Media Culture Professor David Gerstner agreed.
“The failure to guide students through a well-rounded and critically engaged program of study leaves our students with very limited options,” Gerstner wrote in an email. “Recent research shows that a well-rounded and expansive liberal-arts college education remains in high demand by industry leaders.
“People who write well and think critically are more likely to offer innovative concepts,” Gerstner continued. “All industries look for these very talents when hiring.”
Whatever the reason for the precipitous drop nationally, Papa said no one should dismiss the value of studying the humanities: doing so develops core analytical and critical skills that, while they may seem impractical, have important applications across disciplines.
For example, business majors need to have good writing skills and it will serve them well to understand history and philosophy when they, say, analyze markets and consumer behavior.
At the same time, the decline in humanities majors does not mean the humanities are going unstudied or unappreciated, Papa said.
“We’ve had the business school come to us and say we want you to teach business writing,” Papa said.
“Those who believe majoring in English is not “practical” are mistaken,” said English Prof. Cate Marvin. “In fact, the previous Chancellor of CUNY, James B. McMiliken, was an English major. The combination of reading and writing skills one acquires alongside the broad cultural knowledge that the examination of literature provides, prepares individuals for any field they wish to enter.”
Papa agreed, saying studying the humanities may be more important than ever.
“It’s not that you’re necessarily going to go out there and become a writer, a political scientist or a historian,” he said. “We’ll teach you how to handle information and that will carry through to any career you may go into.
“We teach students how to deal with information – figuring out what’s useful and what’s not – and also how to express that and express that in a way that is intelligent, that is convincing, or creative.”
Caryl Watkins, Director of CSI’s Center for Career and Professional Development, said humanities majors are of interest to major employers.
“Liberal Arts and Humanities majors fare very well because of their ability to articulate their thoughts, think creatively and analytically, tend to be proficient writers, and are resilient and good problem solvers,” Watkins wrote in an email. “Other than very technical positions, Humanities and Liberal Arts majors do very well in the competitive job market. The key is knowing how to present themselves professionally, and of course, having an internship or two prior to graduation only increases a LA and Humanities marketability.”

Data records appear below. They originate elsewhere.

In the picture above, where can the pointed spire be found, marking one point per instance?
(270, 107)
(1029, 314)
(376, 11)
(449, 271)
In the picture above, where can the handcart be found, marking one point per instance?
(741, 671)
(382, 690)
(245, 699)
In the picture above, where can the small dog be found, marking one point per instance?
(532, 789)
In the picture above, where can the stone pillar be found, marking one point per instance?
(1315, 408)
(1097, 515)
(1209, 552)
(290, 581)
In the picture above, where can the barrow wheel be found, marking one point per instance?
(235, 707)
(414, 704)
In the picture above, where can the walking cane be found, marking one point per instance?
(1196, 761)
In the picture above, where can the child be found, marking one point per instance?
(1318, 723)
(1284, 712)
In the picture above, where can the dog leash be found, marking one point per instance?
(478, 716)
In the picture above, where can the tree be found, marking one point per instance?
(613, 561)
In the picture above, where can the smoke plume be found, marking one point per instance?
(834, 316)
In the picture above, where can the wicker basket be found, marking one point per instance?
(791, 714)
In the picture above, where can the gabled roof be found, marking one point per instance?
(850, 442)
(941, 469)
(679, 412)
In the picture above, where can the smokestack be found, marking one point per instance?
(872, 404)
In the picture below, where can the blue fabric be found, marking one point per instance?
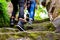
(32, 9)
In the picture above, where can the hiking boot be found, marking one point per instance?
(12, 21)
(20, 26)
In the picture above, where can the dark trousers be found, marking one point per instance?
(17, 3)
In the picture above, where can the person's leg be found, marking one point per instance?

Marvin, who will serve as mentor at an All Writers Workshop on Oct. 30, said that organizing the workshop reflected the department’s commitment to celebrating and cultivating language skills.
“We are offering these writing workshop for students who are interested in seeing what having their creative work critiqued is like,” Marvin said. “We hope they’ll learn ways to strengthen their writing, become acquainted with our creative writing professors, and consider taking classes with us, including poetry, fiction, creative nonfiction and play writing.
“We have one of the strongest creative writing programs in the country,” Marvin continued. “All of our writing professors have received national awards for their work; they also share the distinction of being dedicated teachers.”
Portalatin said however it might affect her job prospects, majoring in English was entirely fulfilling.
“I think (all my friends) know I have the most fun out of all of them,” she said. “They’ll say, ‘I have a four-hour calculus exam I have to study for and I’ll say, ‘Hmmm too bad… I’m writing a book of poetry.’”
Humanities majors can take heart: A major study from the American Academy of Arts and Sciences says the majority of humanities majors are happy and gainfully employed.